Image Source: Li et al., 2019
New England (US)
In the northeastern United States, temperatures plummeted by 5.6°C within 200 years about 13,000 years ago (Hou et al., 2007). Then, around 11,600 years ago, temperatures abruptly rose ~5.4°C “in less than 200 years”. One proxy location (Blood Pond) even suggests there was an 8°C warming event in the US about 11,500 years ago.
Image Source: Hou et al., 2007
Western Spain (Béjar)
A new study (Lopez-Saez et al., 2020) of the Late-Glacial-Early-Holocene period (about 15,000 to 11,500 years ago) analyzes evidence of tree cover transitions in the western Iberian region (Spain).

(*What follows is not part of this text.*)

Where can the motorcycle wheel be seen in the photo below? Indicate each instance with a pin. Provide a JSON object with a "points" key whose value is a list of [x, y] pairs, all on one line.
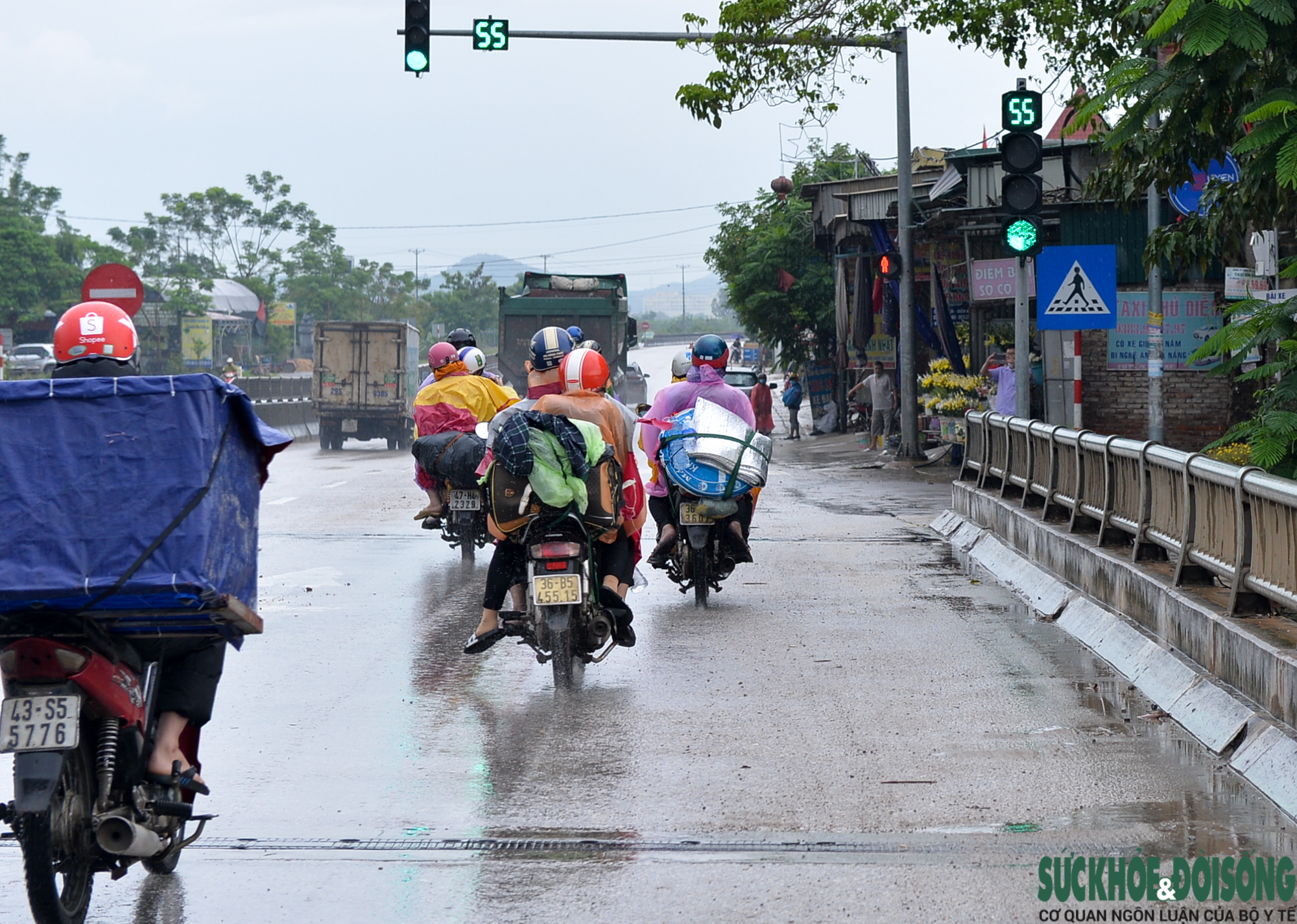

Deciduous oak forests were assessed to have abruptly expanded and declined during this period. The established temperature tolerances for this tree species suggest the warming-cooling transitions occurred within decades to centuries, and the climate change amplitudes could reach 2-4°C.
Despite the low and modestly fluctuating CO2 concentrations during this Late-Glacial period (~250 ppm), the evidence suggests regional temperatures were warmer than today 13.9, 12.3, 11.5-11.3, and 10.9 ka cal BP (thousand calibrated years before present).
These pronounced natural climate change events in the paleoclimate record do not support the contention that modern temperture changes are unusual or unprecedented.